8. An objection is always fatal when it proves that the proposition against which it lies involves a palpable absurdity or contradiction.

VI. HOW OBJECTIONS ARE TO BE DISPOSED OF.

1. This depends upon their nature. If mere cavils without reason or proof, they are not properly objections, and may remain unnoticed.

2. So if they appear reasonable if they were proved, and yet are without sufficient proof, we are not gratuitously to take the burden of proof.

3. We are not bound to explain how the objection is consistent with the proposition against which it is alleged, but simply that if a fact, it may be consistent with it.

4. No objection is competent to set aside first truths, such as that a whole is equal to all its parts, that time and space exist, that every effect must have a cause, that a moral agent must be a free, self-active agent, etc. These are truths of irresistible and universal knowledge, and no testimony whatever is to be received as invalidating them.

5. No objection can set aside the direct testimony of consciousness, nor of sense or reason, where this testimony is unequivocally given.

6. Nor can any testimony set aside the unambiguous testimony of God. It is a first truth of reason that God is veracious; nobody can believe that he will lie. We necessarily assume his moral perfection; hence the testimony of God when rightly interpreted is conclusive upon any subject, and no human being can doubt this.

There is always a fallacy in whatever is inconsistent with first or self-evident truths, the affirmation of the pure reason, the intuitions of sense or consciousness, or with the testimony of God. Certain truths we are under necessity of receiving as valid by the laws of our own intelligence. Whatever objection is made to these must involve a fallacy, and cannot be received as valid.

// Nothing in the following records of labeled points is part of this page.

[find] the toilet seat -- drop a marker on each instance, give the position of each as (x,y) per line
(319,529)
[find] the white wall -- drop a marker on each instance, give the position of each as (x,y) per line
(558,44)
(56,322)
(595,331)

VII. WHERE LIES THE BURDEN OF PROOF?

1. Always on him who takes the affirmative, unless the thing affirmed is sufficiently manifest without proof.

2. The burden of proof lies with the affirmative until the evidence fairly amounts to proof in the sense of demanding belief in the absence of opposing testimony.

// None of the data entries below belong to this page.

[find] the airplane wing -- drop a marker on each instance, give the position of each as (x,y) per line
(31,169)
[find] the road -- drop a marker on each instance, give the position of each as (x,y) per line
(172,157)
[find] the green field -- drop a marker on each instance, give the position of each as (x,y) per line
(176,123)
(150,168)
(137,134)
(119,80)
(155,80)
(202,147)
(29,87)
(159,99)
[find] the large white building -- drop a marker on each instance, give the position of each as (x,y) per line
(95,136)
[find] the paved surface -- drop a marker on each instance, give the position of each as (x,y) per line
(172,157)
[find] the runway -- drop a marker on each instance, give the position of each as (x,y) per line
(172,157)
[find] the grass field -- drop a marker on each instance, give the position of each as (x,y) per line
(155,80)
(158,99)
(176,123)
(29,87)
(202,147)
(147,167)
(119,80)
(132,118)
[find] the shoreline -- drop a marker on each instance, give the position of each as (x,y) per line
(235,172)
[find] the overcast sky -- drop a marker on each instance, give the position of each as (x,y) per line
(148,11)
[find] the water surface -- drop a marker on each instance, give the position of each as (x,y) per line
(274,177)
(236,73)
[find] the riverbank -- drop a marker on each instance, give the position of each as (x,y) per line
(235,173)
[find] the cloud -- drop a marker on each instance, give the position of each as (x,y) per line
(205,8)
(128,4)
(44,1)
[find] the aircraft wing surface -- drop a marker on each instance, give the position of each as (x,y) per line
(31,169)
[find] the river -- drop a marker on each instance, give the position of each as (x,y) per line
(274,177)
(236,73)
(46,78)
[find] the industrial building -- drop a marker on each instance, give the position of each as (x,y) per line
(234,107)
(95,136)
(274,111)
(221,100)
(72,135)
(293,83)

3. When the affirmative evidence amounts to proof in this sense, the onus is upon him who takes the negative. His business in not to prove a negative, but to counteract the proof upon the positive side of the question, to render it null, or to present so much opposing proof as will annihilate the ground of rational conviction.

4. Every kind and degree of evidence that may as well consist with the negative as with the affirmative to be proved, leaves the onus unchanged.

5. When the evidence, or argument, or an objection proves too much, as well as when it proves too little, it leaves the onus unchanged.

6. If an objection needs proof, the onus lies upon the objector.

VIII. WHERE PROOF OR ARGUMENT MUST BEGIN.

1. Proof or argument must commence where uncertainty commences; or rather where the conditions of rational belief are wanting.

2. All argument and proof take for granted such truths as need no proof, but are either axioms, self-evident truths, or such as are either admitted, or are sufficiently apparent. (Roman numerals and some headings added, some numbers changed on both sections, Lecture VI divided -- Gordon Olson).